Analyze: I will examine the data in the chart to look for trends, contributing factors, and implications of student performance over a series of assessments of the same learning standard.

• Trends: see the reflection below
  

Reflect: I will consider two or more of the following stems to reflect on the instructional practices I used and others I might benchmark and apply in the future. Then, I'll write a summary paragraph about my findings, contributing factors, and implications for improvement.

I noticed that I was unable to get to problem 45 as a result of it being a short period (about 65 minutes) because of a two hour late snow day. Nevertheless, I included this in the lesson because I think that in 90 minutes there would be enough time. However, 20 out of 23 students were proficient on the drill ( 3 out of 4 completely correct as in a 3 for a BCR) and classwork (3 out of 4 completely correct as in 3 for a BCR) without that problem, and 17 out of 23 students were proficient on the homework (4 out of 5 completely correct as in a 3 for BCR)without assigning problem 46.

However, when I gave the summative test, which was a total of 15 BCR's and two BCR's on this particular section, only two students were proficient on the first BCR and ten students were proficient on the second BCR for this section out of the 23 students. The first of these two BCR's is explain how the graph of the function y = -sec2x is related to a basic trigonometric graph, determine the period, domain, range, zeros, and asymptotes (if any), and then sketch the graph. I found when grading this that even after the practice test, which had two very similar BCR's to these that I gave and which I reviewed the day before the test, most students did not do the easiest part which was to list the transformations. In addition, most of them got the domain and asymptotes wrong. Obviously, I need to spend more time on that in my lesson.
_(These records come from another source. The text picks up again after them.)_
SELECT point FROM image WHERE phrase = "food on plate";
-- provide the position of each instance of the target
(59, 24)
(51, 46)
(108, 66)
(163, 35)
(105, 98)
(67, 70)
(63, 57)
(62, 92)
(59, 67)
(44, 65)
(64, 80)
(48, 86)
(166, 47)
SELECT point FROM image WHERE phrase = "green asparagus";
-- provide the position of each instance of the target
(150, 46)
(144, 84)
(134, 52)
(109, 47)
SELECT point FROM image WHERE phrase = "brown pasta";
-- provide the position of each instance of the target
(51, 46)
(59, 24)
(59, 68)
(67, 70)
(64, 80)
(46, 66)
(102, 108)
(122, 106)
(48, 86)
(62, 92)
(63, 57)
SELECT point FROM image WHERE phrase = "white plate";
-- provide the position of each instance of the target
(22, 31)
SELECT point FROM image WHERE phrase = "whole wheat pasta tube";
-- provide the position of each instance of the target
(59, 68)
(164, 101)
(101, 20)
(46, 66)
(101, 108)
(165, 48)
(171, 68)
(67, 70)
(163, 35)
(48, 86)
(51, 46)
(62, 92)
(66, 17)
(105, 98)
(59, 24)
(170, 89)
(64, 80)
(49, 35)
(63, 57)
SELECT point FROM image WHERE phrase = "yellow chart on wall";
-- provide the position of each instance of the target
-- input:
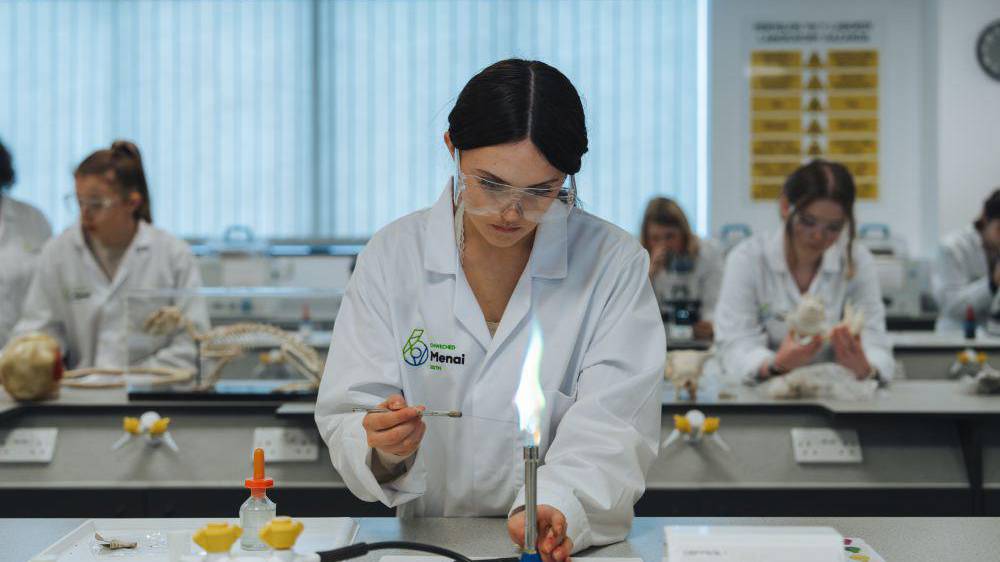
(813, 102)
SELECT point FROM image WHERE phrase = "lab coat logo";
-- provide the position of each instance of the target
(415, 352)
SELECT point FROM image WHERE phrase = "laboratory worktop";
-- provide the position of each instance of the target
(917, 539)
(900, 397)
(917, 339)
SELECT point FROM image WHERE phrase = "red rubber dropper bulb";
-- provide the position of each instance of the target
(259, 482)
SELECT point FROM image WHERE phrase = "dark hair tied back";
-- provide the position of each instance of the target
(991, 210)
(7, 175)
(821, 179)
(121, 165)
(516, 99)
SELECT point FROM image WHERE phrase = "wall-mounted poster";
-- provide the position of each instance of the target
(814, 93)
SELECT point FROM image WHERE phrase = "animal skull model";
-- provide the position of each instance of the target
(684, 369)
(809, 319)
(31, 367)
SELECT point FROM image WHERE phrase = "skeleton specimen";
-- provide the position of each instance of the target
(809, 319)
(226, 343)
(31, 367)
(684, 369)
(822, 380)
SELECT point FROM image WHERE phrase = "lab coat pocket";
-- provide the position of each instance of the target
(556, 406)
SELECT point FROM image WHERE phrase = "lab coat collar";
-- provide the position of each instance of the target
(142, 240)
(141, 243)
(549, 256)
(833, 258)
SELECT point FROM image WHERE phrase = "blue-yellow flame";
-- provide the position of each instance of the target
(529, 399)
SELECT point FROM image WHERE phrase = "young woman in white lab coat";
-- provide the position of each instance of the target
(456, 287)
(967, 270)
(767, 276)
(85, 274)
(680, 264)
(23, 231)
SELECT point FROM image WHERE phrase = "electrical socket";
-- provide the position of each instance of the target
(37, 444)
(287, 444)
(825, 445)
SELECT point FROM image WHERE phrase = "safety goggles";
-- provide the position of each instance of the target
(92, 204)
(541, 203)
(812, 225)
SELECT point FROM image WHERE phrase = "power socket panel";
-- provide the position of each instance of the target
(28, 445)
(287, 444)
(825, 445)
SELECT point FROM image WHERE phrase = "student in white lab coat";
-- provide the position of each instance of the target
(23, 231)
(967, 270)
(456, 287)
(767, 276)
(79, 292)
(680, 264)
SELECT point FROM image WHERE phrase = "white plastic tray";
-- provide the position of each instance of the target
(320, 533)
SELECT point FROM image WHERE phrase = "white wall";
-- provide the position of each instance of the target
(968, 113)
(940, 122)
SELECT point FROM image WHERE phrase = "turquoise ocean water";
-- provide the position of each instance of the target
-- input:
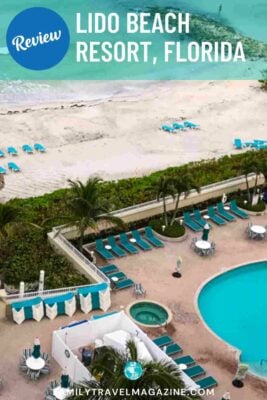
(247, 17)
(234, 306)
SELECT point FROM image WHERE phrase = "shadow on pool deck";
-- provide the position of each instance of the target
(154, 270)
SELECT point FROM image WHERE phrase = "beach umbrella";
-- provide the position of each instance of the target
(36, 348)
(65, 380)
(205, 233)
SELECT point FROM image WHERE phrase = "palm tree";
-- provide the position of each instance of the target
(182, 185)
(247, 166)
(87, 207)
(107, 367)
(9, 216)
(164, 189)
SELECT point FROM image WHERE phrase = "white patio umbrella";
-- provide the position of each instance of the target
(205, 234)
(36, 348)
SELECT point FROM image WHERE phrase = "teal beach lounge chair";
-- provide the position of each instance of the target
(223, 213)
(27, 149)
(163, 340)
(12, 151)
(215, 217)
(144, 245)
(13, 167)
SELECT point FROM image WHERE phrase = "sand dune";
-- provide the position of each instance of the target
(120, 137)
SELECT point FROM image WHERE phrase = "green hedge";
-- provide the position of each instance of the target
(132, 191)
(174, 231)
(23, 255)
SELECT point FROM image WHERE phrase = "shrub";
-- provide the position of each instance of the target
(23, 255)
(174, 231)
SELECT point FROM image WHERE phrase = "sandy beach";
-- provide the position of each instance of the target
(120, 136)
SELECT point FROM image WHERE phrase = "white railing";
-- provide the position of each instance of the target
(85, 260)
(44, 293)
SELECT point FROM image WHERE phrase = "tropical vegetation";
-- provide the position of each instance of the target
(87, 208)
(25, 248)
(108, 365)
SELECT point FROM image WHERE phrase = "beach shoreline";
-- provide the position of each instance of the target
(120, 136)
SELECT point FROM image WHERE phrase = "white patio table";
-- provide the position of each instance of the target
(35, 364)
(61, 393)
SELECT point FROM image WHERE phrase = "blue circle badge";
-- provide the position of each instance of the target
(133, 370)
(38, 38)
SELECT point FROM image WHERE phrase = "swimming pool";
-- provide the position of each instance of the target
(149, 313)
(234, 306)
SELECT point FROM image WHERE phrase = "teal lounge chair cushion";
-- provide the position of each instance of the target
(126, 283)
(194, 371)
(108, 269)
(187, 360)
(173, 349)
(163, 340)
(207, 382)
(237, 211)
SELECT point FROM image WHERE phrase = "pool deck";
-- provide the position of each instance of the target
(154, 270)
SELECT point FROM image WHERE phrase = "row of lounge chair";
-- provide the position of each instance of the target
(179, 126)
(257, 144)
(193, 370)
(219, 216)
(12, 151)
(125, 246)
(112, 271)
(13, 167)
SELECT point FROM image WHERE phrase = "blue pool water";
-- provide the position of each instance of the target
(234, 306)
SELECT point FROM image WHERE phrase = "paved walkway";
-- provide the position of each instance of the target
(154, 269)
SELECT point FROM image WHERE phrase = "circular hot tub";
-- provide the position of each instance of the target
(149, 313)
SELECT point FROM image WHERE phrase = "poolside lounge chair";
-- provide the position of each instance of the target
(207, 382)
(13, 167)
(115, 248)
(191, 125)
(167, 128)
(215, 217)
(120, 275)
(127, 245)
(140, 241)
(173, 349)
(187, 360)
(139, 290)
(163, 340)
(27, 149)
(195, 371)
(126, 283)
(100, 248)
(237, 211)
(39, 147)
(12, 151)
(178, 126)
(190, 223)
(223, 213)
(108, 269)
(198, 218)
(150, 237)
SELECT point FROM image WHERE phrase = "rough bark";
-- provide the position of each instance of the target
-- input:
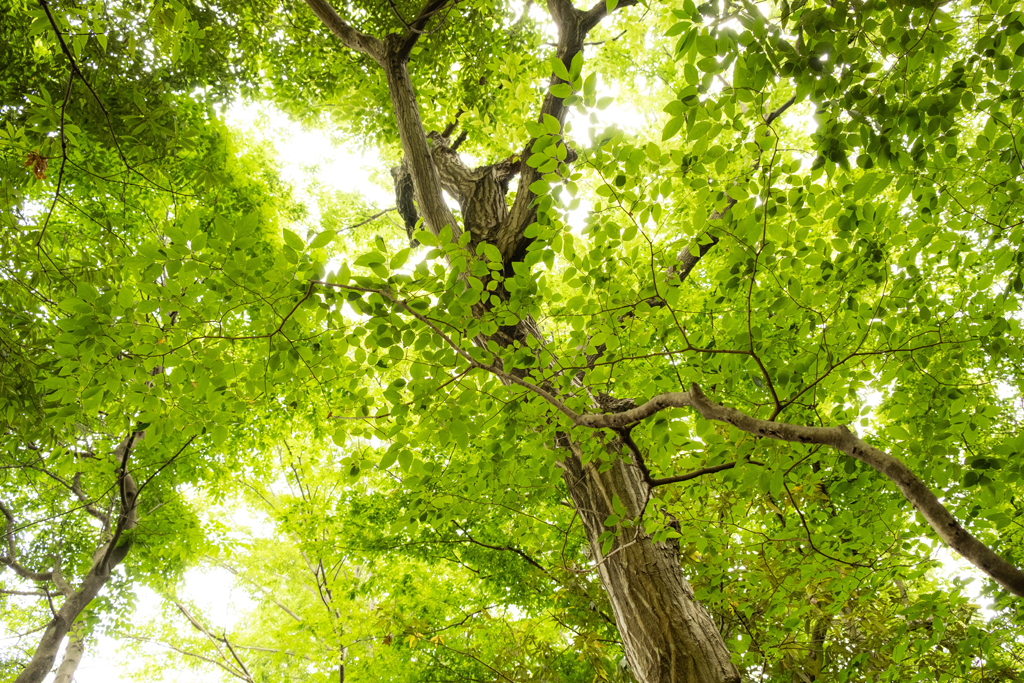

The second of these BCR's is solve the equation cot x = -3.2 for x in the interval pie < or equal to x < or equal to 3pie graphically, and estimate answers to the nearest hundredth. Since I stressed doing this problem analytically with inverse trigonometric functions and reference angle rules, most student got the calculator answer. However, almost all students mixed up the final answers using the reference angles. Since this problem was like homework problem 40 in the textbook, I was surprised at this result. However, we did only have 2 minutes to spend on this problem before the end of the period even though I followed up with a similar problem on a future drill. As a result of this analysis, I would in the future when I teach this lesson again assign the additional classwork problem p449:42. I try to leave the odd problems, for which the answers are in the textbook, to students to get extra practice/credit if they wish. In addition, maybe the graphing method which I just briefly alluded to as in y = cot x and y = -3.2 with a window of pie to 3pie would have been easier for students. I will spend more time with this method next time I teach this lesson.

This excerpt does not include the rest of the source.